Tuesday, 20 August 2013

Miranda's rights are our rights

‘Those who would give up Essential Liberty to purchase a little Temporary Safety, deserve neither Liberty nor Safety.’

Great words of Benjamin Franklin’s.

That’s not to say that safety’s not important. It decidedly is: if you’re not safe, you’re unable to enjoy any other freedom. 

On 7 July 2005, 52 innocent civilians were murdered in the streets of London by people claiming to speak for Islam (and who ignored the fact that several of their victims were Muslim). That’s not the kind of thing I want to see repeated, and it’s been impressive that it hasn’t happened since. I have little doubt that much of the success in preventing a repetition of ‘7/7’ has been excellent intelligence gathering and I’m deeply grateful to the security services for getting that right.

But that doesn’t mean that I’m happy for those shady, powerful figures Le Carré christened ‘espiocrats’, to run amok over our hard-won rights. And when David Miranda was detained for nine hours at Heathrow airport on Sunday under anti-terrorism legislation, with no suggestion he had been even remotely involved in terrorism, it struck me that espiocracy was reaching a great deal too far.

It struck me, indeed, that the security establishment was asking us to give up an essential liberty, too expensive a cost for a little temporary safety.

Because of course Miranda’s detention had nothing to do with terrorism. He’s the partner of Glenn Greenwald, the Guardian journalist who’s been working with Edward Snowden on his revelations of highly disturbing behaviour by the security services in the UK and US. Miranda was known to be carrying files between Greenwald and a film-maker in Berlin; it’s hard not to wonder whether the detention, followed by the confiscation of Miranda’s electronic equipment, was all to do with preventing further embarrassment to the two governments, and nothing to do with countering terrorism.

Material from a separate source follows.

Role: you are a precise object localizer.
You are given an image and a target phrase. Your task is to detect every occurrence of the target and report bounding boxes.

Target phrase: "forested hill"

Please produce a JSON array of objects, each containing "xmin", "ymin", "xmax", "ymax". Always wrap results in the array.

Greenwald (left) meets Miranda
on his return from detention in London
That makes the action against him merely a further demonstration, on top of the Snowden revelations, of how far out of hand the security services have gone. It was sad to hear the British Home Secretary today defending the actions of the police, showing where the Conservative Party stands on individual freedom. This is not, however, a partisan point: the legislation on which Miranda was held was passed under the previous, Labour government.

It seems that on either side of politics, power is far too easy with abusive authority.

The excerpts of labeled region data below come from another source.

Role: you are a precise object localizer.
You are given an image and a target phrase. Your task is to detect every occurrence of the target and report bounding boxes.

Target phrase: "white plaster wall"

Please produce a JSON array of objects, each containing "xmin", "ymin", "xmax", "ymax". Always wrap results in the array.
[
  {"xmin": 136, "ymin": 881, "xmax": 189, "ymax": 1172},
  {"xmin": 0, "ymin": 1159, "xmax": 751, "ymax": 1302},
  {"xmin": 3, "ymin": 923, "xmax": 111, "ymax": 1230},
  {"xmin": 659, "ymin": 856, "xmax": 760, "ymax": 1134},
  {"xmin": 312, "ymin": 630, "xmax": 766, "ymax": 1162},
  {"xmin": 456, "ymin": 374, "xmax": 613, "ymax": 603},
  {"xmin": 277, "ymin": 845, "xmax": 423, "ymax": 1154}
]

There was another revelation of abuse today. Alan Rusbridger, editor of The Guardian told the BBC that the security forces obliged him some time ago to destroy hard disks on which Snowden files had been held. If the action against Miranda sounds like the behaviour of a tinpot dictatorship, the action against the newspaper sounds like that of a banana republic: it’s as ludicrously funny as it is grotesque. Copies of all the files destroyed had already been sent to other jurisdictions. Rusbridger will keep publishing from them, but in the US where the Constitution prevents the kind of action taken against him over here.

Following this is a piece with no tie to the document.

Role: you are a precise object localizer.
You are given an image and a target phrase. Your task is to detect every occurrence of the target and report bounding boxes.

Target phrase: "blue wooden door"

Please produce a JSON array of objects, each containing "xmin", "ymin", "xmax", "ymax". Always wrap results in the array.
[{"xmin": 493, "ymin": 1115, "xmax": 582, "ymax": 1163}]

It comes as something of a relief that the land of Franklin still has legal frameworks in place that go some way towards protecting the freedoms he cherished so deeply. Only some way, though: the US espiocracy has its tentacles at least as widely spread and noxiously active as in the UK. The campaign by Greenwald and The Guardian is as vital on the other side of the Atlantic as on this.

It’s curious that Miranda rights in the US are those that protect an individual against the kind of highhanded action taken against Greenwald’s partner at Heathrow. Now we need to speak out for the rights of Miranda in Britain. Because they are, after all, our birthright.

And, though safety is vital, our birthright is far too high a price to pay for it.